I have been playing with this for a few days, and it is really incredible.
Note that the majority of the 1k interpreter is actually the word list! There are only a few hundred bytes of code. The planck.xxd file is relatively straightforward to understand if you have looked at a Forth implementation before. I think the real jewels are:
- The careful selection of the basic words that are understood by the binary interpreter
- The decision to forego even the trivial parsing of Forth in the bootstrap language, and implement effectively a bytecode interpreter but with Forth-like semantics and a Forth dictionary structure
- The buildup to something very like standard Forth in
bootstrap.fs
If you have not previously looked at a Forth, I highly recommend perusing Jonesforth first. In particular, read through jonesforth.S
and then at least skim jonesforth.f
for an understanding of bootstrapping Forth. The planckforth bootstrap is much more low-level than the Jonesforth bootstrap, however!
Then … dive into bootstrap.fs
, which is a true joy to behold. The interpreter provided by planck.xxd
reads exactly one byte at a time and executes it as a word from its dictionary, crashing immediately if the word is not found. The only I/O it is capable of is likewise one byte at at time, from standard input. It cannot handle even whitespace or comments!
The bootstrap code very elegantly takes this extremely primitive environment one step at a time to a language that rapidly starts to look like Forth; first it defines no-op words for space and newline so that whitespace can be used to make the code more readable, then it defines Forth-style \
line comments, and then it starts to build up defining words. The first word definition (for newline) looks like line noise:
h@l@h@!h@C+h!k1k0-h@$k:k0-h@k1k0-+$h@C+h!ih@!h@C+h!kefh@!h@C+h!l!
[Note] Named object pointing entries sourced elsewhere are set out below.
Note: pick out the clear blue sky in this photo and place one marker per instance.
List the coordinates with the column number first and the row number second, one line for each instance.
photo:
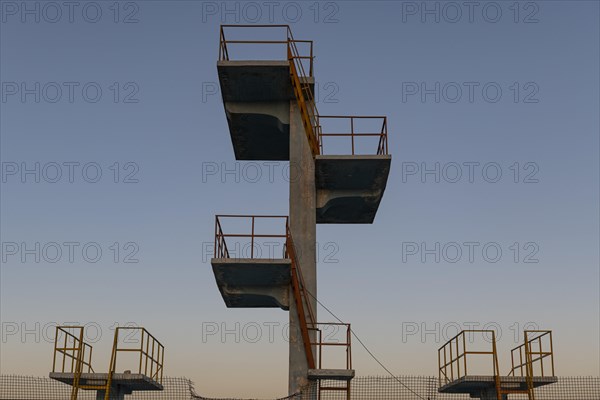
column 491, row 87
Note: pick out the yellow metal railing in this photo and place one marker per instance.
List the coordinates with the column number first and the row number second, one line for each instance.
column 151, row 353
column 73, row 355
column 453, row 355
column 531, row 353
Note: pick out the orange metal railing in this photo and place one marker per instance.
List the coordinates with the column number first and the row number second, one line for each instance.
column 222, row 251
column 377, row 129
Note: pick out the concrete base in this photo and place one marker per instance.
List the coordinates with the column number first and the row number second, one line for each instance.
column 350, row 188
column 122, row 384
column 253, row 282
column 256, row 95
column 484, row 387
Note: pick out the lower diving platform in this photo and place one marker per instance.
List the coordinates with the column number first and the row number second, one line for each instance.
column 253, row 283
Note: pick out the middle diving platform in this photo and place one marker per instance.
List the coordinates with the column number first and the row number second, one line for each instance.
column 250, row 264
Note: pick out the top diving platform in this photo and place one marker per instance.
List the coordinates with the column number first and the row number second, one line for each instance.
column 352, row 160
column 532, row 365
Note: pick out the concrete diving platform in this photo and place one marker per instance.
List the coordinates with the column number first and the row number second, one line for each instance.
column 350, row 187
column 479, row 385
column 253, row 282
column 256, row 96
column 123, row 383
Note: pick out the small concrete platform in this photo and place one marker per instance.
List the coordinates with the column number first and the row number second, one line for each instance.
column 127, row 383
column 331, row 374
column 474, row 385
column 253, row 282
column 256, row 95
column 350, row 188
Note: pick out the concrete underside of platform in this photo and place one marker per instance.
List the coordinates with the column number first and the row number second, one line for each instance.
column 331, row 374
column 127, row 383
column 256, row 95
column 478, row 385
column 350, row 188
column 253, row 283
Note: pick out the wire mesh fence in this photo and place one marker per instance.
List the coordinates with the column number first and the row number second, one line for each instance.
column 14, row 387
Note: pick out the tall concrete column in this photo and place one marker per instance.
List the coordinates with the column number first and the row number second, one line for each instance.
column 304, row 233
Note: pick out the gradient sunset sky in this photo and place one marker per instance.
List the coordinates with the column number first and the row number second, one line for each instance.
column 505, row 87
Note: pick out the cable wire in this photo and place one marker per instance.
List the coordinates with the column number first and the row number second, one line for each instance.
column 366, row 348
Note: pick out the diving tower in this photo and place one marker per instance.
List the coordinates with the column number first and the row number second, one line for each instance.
column 341, row 163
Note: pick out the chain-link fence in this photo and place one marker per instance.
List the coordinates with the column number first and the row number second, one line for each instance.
column 14, row 387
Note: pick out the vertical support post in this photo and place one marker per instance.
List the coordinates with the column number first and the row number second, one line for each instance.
column 303, row 229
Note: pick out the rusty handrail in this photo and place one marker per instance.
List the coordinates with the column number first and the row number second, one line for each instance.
column 382, row 145
column 319, row 343
column 220, row 244
column 224, row 51
column 451, row 354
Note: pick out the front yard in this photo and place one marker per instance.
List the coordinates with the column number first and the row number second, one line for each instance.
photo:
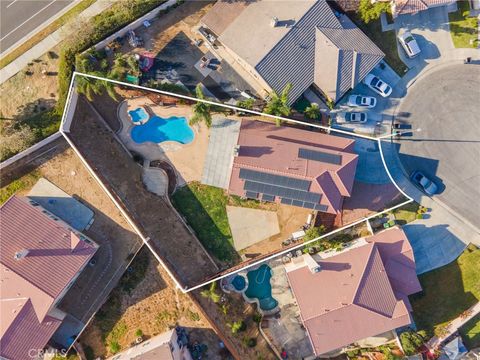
column 386, row 41
column 447, row 292
column 471, row 333
column 464, row 29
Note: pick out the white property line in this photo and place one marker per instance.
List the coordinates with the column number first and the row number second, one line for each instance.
column 146, row 239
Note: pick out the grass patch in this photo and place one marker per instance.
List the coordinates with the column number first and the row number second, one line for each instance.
column 15, row 186
column 386, row 41
column 447, row 292
column 406, row 213
column 464, row 29
column 471, row 333
column 42, row 34
column 205, row 210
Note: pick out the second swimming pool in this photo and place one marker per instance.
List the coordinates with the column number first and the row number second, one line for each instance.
column 259, row 287
column 159, row 129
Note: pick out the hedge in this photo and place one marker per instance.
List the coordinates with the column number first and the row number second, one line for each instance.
column 104, row 24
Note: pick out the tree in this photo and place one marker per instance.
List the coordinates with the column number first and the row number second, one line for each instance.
column 211, row 293
column 371, row 12
column 411, row 341
column 312, row 111
column 246, row 104
column 201, row 110
column 278, row 103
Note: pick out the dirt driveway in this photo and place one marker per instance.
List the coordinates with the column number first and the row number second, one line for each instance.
column 169, row 236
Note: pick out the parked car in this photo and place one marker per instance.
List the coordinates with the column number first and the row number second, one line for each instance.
column 409, row 44
column 351, row 117
column 362, row 101
column 378, row 85
column 424, row 183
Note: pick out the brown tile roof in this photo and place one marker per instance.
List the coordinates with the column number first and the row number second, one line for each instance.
column 401, row 7
column 267, row 148
column 353, row 297
column 53, row 255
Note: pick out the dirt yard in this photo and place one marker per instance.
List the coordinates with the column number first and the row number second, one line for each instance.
column 169, row 236
column 32, row 90
column 110, row 230
column 154, row 305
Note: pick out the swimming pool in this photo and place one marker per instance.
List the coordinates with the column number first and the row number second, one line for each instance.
column 259, row 287
column 139, row 115
column 158, row 130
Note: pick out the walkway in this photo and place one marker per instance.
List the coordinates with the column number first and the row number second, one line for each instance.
column 49, row 42
column 454, row 325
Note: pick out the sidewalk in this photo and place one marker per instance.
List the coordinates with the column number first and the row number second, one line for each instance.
column 48, row 43
column 453, row 326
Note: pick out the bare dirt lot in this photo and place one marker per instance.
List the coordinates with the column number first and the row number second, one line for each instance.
column 169, row 236
column 154, row 305
column 32, row 90
column 110, row 230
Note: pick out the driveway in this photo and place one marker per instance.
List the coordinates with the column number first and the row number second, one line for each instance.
column 443, row 109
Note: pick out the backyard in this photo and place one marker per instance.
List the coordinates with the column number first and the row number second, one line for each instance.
column 145, row 301
column 471, row 333
column 463, row 28
column 447, row 292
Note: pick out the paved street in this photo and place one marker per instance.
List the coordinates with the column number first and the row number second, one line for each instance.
column 443, row 108
column 20, row 17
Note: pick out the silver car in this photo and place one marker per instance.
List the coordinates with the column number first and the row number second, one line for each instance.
column 409, row 44
column 362, row 101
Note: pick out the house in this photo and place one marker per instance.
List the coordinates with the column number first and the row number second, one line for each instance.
column 304, row 43
column 359, row 293
column 166, row 346
column 401, row 7
column 40, row 258
column 293, row 166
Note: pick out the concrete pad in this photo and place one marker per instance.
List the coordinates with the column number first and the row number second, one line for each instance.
column 59, row 203
column 250, row 226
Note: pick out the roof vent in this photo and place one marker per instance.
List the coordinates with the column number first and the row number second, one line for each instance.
column 274, row 21
column 21, row 254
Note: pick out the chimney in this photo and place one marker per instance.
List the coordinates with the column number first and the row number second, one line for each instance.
column 274, row 21
column 21, row 254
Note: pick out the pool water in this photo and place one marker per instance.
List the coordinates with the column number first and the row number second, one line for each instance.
column 158, row 130
column 239, row 283
column 259, row 287
column 138, row 115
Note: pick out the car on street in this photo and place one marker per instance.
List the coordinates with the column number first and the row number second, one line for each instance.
column 351, row 117
column 424, row 183
column 378, row 85
column 409, row 44
column 362, row 101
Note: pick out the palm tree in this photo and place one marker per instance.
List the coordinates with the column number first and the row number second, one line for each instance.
column 201, row 110
column 278, row 104
column 312, row 111
column 90, row 86
column 211, row 293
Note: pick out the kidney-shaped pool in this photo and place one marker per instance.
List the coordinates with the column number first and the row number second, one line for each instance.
column 159, row 129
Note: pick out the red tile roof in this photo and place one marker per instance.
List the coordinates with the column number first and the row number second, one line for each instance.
column 267, row 148
column 353, row 296
column 53, row 254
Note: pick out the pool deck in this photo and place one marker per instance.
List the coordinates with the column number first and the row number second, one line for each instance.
column 188, row 160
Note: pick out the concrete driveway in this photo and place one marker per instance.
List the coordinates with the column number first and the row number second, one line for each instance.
column 443, row 108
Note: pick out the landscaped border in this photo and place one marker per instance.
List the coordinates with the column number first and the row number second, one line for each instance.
column 65, row 129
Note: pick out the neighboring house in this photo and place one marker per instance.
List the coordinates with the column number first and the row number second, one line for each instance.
column 304, row 43
column 359, row 293
column 401, row 7
column 293, row 166
column 166, row 346
column 40, row 258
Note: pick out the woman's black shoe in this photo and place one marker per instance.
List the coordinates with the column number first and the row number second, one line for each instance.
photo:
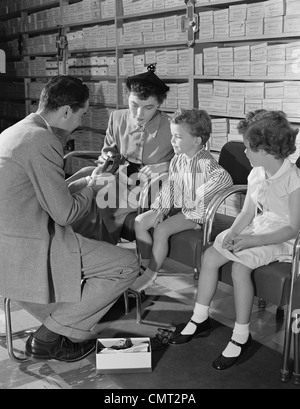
column 223, row 362
column 203, row 329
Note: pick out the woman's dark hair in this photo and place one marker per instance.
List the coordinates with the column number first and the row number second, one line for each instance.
column 273, row 133
column 64, row 90
column 145, row 89
column 198, row 120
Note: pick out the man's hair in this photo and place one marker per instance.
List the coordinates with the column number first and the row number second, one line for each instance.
column 273, row 133
column 197, row 120
column 64, row 90
column 145, row 89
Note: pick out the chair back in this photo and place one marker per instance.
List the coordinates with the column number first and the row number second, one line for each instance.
column 233, row 159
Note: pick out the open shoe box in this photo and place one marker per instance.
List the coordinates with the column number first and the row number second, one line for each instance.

However, just a few definitions in, this much for Forth-y definition (note it’s still only single character words!) is equivalent to rp@ cell + rp!
, to drop a word from the return stack:
r C + R
(NB that I’m not sure why it doesn’t use } _
, which is R> DROP
.)
A bare few dozen lines after that, all of those one-word definitions are renamed to their Forth equivalents, so that those terse definitions can be abandoned, and definitions start looking like:
: 2rot >r >r 2swap r> r> 2swap ;
… and then we’re firmly in Forth territory!
After all of this slow buildup (including defining some simple assembly routines to compile things like system call invocations!), the culmination is a dictionary rewrite that drops the words for all of the early, non-Forth words that were only used to get from here to there, and the user is dropped into an environment where relatively normal Forth code Just Works. It takes 2670 lines of (heavily and usefully commented) code to get there, but considering that it started from something not far from the equivalent of assembly language, it is a joy to behold.